The FTC recently approved two final orders settling charges that ski equipment manufacturers Marker Völkl (International) GmbH and Tecnica Group S.p.A. (collectively, the "Ski Companies") for many years illegally agreed not to compete for one another’s ski endorsers or employees. The decision underscores the fact that, while limited non-compete agreements may be legitimate in certain limited instances, such as in joint ventures and IP licensing agreements, non-compete agreements must have competitive and efficiency benefits to justify anticompetitive harm.
The FTC's Complaint alleged, as set forth in a May 2014 press release, that the most effective and costly tool for marketing ski equipment is securing endorsement agreements from well-known skiers. Typically, ski equipment companies compete to secure the endorsement of prominent skiers. When an agreement expires, the companies may try to induce the skier to switch from one company to another, for example, by offering more money in exchange for an endorsement. The FTC alleges that starting in 2004 the Ski Companies agreed not to compete with each other to secure endorsements by professional skiers, in violation of Section 1 of the Sherman Act. Specifically, the FTC charges that Marker Völkl agreed not to solicit, recruit, or contact any skier who previously endorsed Tecnica skis, and Tecnica agreed to a similar arrangement with respect to Marker Völkl’s endorsers. In addition, the complaint states that in 2007, the companies expanded the scope of their non-compete agreement to cover all of their employees. The purpose of these anticompetitive agreements, according to the FTC, was to avoid bidding up the cost of securing endorsements from skiers, as well as the salaries of their employees.
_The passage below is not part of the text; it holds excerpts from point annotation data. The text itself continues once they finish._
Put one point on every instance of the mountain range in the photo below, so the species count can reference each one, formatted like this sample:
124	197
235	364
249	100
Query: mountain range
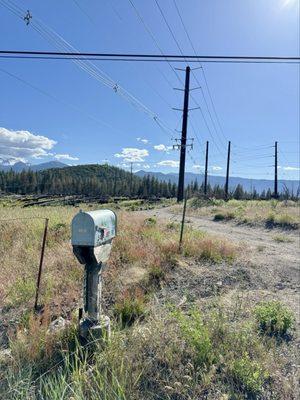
248	184
21	166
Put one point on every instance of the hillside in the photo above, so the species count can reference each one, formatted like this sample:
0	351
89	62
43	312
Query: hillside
21	166
89	180
248	184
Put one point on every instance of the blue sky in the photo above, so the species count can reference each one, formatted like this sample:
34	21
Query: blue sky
56	110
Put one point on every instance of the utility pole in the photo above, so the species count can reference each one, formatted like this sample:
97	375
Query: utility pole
227	171
276	172
180	193
130	179
206	167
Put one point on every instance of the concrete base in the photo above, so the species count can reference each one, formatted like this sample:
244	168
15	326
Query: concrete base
93	330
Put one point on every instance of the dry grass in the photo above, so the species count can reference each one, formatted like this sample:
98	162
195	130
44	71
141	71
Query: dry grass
157	351
269	213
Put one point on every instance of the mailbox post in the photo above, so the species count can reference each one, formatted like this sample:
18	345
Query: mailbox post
92	235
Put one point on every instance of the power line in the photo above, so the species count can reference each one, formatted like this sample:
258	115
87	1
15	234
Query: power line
54	38
151	57
204	76
182	55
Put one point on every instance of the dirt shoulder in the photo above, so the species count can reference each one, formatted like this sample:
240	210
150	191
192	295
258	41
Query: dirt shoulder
265	268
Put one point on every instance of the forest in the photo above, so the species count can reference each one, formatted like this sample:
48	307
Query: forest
108	181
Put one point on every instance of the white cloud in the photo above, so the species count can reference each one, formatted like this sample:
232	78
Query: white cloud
65	157
169	163
131	154
291	168
198	167
162	147
21	145
142	140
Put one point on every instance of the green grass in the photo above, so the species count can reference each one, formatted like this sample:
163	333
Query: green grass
282	239
249	375
269	213
273	318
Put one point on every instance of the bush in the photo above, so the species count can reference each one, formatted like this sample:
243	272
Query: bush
130	307
273	318
156	275
197	336
248	374
224	217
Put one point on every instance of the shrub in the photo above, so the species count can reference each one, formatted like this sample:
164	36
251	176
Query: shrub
282	239
197	336
274	318
150	221
219	217
156	275
22	291
248	374
270	220
224	217
130	307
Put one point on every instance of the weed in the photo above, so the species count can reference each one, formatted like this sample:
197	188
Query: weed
248	374
22	291
224	216
151	221
197	336
282	239
156	275
273	318
261	248
130	307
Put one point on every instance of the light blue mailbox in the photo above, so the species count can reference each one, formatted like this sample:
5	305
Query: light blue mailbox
94	228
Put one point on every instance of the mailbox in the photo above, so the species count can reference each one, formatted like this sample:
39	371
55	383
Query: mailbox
92	235
93	228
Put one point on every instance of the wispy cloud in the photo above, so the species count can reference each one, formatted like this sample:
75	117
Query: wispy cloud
291	168
211	168
198	167
169	163
162	147
145	141
65	157
22	145
132	154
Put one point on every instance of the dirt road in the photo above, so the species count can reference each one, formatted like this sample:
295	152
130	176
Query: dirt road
265	267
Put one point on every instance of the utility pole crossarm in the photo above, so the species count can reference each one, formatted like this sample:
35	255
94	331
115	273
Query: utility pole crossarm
180	193
227	172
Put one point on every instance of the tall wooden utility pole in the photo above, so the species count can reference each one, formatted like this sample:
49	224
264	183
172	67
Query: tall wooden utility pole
130	179
227	171
206	167
276	172
180	193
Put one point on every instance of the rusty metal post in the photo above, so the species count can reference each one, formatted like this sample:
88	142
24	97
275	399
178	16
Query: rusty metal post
41	264
183	220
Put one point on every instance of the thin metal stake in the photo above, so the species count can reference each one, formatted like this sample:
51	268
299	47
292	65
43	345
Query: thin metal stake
41	264
182	222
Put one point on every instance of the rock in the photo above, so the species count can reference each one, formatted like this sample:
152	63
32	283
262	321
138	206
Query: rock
57	325
5	354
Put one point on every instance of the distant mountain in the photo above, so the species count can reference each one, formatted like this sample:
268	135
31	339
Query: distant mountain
20	166
248	184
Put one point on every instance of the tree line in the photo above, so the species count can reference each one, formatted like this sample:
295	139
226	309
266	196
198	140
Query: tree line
108	181
238	193
89	180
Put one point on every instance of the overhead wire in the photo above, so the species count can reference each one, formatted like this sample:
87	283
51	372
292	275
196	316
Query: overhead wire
149	31
50	35
179	48
204	76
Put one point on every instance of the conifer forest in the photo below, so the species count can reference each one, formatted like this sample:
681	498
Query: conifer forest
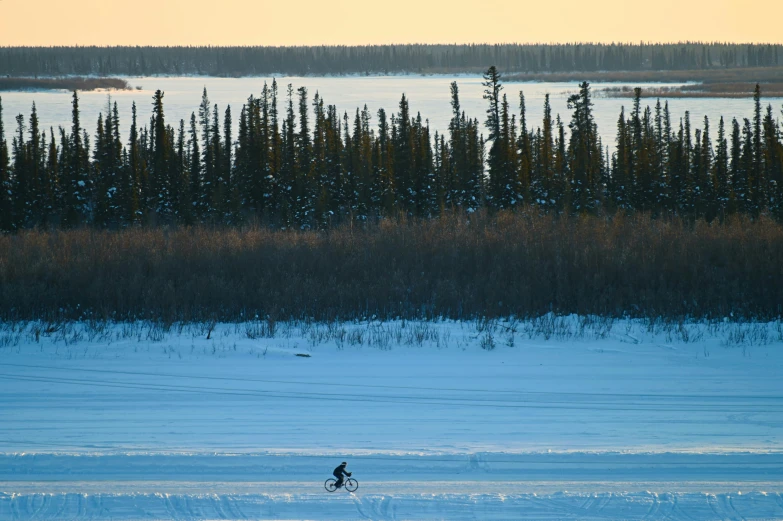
297	162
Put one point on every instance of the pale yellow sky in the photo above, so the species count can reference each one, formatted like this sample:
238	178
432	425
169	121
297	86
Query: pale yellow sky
310	22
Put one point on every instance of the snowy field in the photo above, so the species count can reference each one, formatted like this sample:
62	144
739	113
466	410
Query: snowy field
556	418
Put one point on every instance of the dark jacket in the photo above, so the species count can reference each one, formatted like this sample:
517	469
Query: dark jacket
340	471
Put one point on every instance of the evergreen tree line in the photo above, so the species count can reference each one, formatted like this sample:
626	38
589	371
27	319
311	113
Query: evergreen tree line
383	59
310	167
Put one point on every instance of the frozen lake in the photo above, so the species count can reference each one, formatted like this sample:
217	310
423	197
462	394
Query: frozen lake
427	94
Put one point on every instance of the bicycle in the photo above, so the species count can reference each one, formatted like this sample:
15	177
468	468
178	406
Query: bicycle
350	485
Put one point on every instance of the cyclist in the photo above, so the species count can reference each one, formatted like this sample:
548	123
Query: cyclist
339	472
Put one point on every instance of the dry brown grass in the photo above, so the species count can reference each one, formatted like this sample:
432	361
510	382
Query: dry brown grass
488	266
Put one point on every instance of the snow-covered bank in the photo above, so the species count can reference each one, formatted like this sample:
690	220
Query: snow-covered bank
754	506
559	383
555	418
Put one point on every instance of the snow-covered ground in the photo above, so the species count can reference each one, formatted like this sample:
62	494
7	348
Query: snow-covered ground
556	418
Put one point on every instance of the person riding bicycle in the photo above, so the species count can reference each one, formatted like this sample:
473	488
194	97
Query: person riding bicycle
339	472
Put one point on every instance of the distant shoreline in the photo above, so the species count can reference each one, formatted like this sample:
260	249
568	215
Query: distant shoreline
64	83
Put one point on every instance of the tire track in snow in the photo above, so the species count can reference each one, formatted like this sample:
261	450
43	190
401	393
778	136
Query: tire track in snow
731	511
654	506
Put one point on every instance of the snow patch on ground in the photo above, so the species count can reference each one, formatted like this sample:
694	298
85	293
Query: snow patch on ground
552	418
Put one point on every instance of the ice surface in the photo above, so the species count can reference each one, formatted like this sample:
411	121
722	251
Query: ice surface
563	419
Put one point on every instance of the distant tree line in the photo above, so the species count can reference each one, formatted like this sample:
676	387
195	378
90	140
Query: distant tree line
308	166
383	59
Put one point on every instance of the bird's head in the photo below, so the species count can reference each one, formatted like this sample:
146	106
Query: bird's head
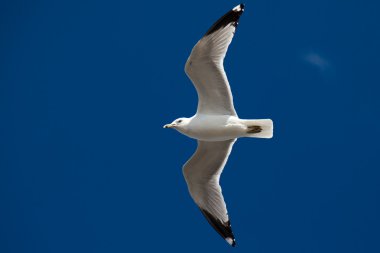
178	124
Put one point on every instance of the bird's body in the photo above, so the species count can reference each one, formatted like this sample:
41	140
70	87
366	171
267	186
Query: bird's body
215	125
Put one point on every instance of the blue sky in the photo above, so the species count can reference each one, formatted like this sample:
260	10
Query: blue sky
85	87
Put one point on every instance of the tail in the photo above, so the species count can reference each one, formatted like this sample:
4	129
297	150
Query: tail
259	128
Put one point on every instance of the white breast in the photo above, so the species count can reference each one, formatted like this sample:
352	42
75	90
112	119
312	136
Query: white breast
214	127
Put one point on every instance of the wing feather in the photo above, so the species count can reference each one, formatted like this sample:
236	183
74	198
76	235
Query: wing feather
202	172
205	68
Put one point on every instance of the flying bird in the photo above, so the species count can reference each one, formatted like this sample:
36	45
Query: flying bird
216	125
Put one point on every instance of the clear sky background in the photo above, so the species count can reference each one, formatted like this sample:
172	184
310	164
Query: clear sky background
86	86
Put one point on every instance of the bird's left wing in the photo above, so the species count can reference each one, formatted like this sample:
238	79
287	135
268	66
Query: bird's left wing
205	66
202	172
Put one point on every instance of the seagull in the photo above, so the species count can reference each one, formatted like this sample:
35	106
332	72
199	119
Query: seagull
216	125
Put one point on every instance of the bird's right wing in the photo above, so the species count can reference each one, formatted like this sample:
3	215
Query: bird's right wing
205	66
202	172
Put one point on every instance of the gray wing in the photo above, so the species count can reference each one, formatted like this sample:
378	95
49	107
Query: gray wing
205	68
202	172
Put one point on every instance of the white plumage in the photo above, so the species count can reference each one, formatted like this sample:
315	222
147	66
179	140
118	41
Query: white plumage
215	125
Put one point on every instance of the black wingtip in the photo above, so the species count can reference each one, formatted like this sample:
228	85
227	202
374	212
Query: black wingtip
223	228
232	16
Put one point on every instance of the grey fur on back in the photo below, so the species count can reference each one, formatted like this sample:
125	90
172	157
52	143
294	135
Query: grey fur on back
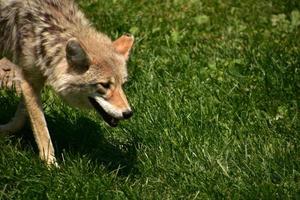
34	32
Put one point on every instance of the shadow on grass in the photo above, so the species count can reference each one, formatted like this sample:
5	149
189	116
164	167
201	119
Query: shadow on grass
81	136
85	137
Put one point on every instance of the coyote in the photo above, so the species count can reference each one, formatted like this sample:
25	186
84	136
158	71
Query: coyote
51	42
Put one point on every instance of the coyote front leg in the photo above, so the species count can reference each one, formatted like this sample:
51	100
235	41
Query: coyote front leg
34	108
17	122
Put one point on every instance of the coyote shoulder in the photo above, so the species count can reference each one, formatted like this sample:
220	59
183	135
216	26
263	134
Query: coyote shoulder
53	43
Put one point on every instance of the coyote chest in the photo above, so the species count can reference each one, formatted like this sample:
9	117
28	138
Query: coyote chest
52	43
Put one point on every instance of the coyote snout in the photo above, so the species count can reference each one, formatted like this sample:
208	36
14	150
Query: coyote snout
113	108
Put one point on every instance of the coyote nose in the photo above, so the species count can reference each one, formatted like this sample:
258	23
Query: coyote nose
127	114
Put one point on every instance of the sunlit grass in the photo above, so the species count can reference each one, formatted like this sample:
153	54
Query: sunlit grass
215	89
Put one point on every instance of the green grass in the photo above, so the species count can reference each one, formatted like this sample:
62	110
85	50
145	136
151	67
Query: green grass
215	86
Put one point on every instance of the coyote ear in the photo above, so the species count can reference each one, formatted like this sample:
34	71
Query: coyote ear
123	45
76	56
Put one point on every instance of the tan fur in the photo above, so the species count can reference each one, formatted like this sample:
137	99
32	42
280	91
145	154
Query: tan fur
52	43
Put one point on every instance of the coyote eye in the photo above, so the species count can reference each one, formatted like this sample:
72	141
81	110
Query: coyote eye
105	85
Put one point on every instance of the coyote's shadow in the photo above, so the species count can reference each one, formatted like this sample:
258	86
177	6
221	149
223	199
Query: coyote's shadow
85	137
82	137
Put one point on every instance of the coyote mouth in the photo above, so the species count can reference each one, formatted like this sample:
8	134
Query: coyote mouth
113	122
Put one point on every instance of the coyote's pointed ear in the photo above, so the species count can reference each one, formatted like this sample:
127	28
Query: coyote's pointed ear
123	45
77	58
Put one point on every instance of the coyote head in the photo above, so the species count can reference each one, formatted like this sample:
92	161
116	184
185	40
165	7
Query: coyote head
94	75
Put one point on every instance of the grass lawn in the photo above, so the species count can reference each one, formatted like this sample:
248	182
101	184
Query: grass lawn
215	86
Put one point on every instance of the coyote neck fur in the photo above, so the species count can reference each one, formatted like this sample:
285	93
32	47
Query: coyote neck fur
34	33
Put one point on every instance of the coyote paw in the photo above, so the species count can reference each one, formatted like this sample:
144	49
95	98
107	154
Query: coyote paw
51	162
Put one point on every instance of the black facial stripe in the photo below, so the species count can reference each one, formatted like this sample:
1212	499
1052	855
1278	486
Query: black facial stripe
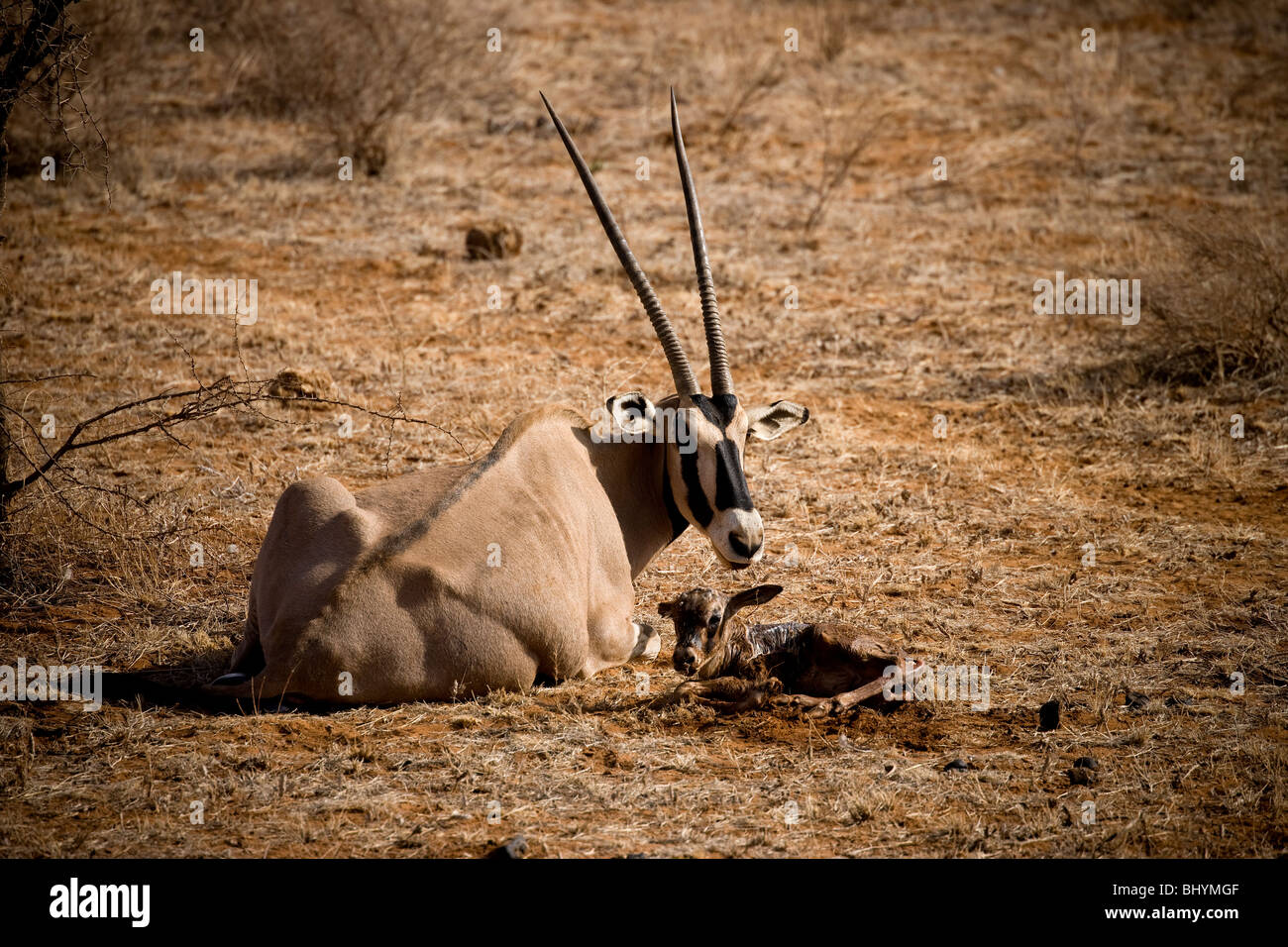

The FTC Complaint also recognized that while limited non-compete agreements may be legitimate in some cases, the agreements between Marker Völkl and Tecnica had no efficiency benefits to justify their anticompetitive harm.
The final agreement reads that the Ski Companies shall not enter into or attempt to enter into any agreement, express or implied, to "forbear from soliciting, cold calling, recruiting, hiring, contracting with, or otherwise competing for any U.S. Skier to be a party to an Endorsement Agreement." The order does, however, provide for an exception in certain limited instances. Specifically, the Ski Companies may "be a party to an Endorsement Agreement that (1) is reasonably related to a lawful joint venture agreement, or lawful merger, acquisition or sale agreement; and (2) is reasonably necessary to achieve such agreement’s procompetitive benefits." Additionally, until July 3, 2034, the FTC orders contain a sweeping provision that the FTC can review the Ski Companies' books and interview officers, directors, and employees with little limitation to ensure they are not violating antitrust laws.
The take-away here? As one legal commentator, Jarod Bona, noted: "Almost everyone knows that price-fixing is a problem under the antitrust laws. It isn’t hard to counsel someone not to fix prices. That’s easy. It doesn’t mean it doesn’t happen. But it rarely happens accidentally. Market allocation, by contrast, can and does happen innocently.' But that doesn’t mean it isn’t a per se antitrust violation, which is serious, and can carry criminal penalties." As always, antitrust issues often turn on fact-specific analysis. This case underscores that experienced antitrust counsel should be consulted prior to taking actions that - although at first glance may appear to be innocent - could result in harm to the business in the form of fines, bad public relations, or the ability of the government to obtain almost unfettered access to a company's books, records and employees for years to come.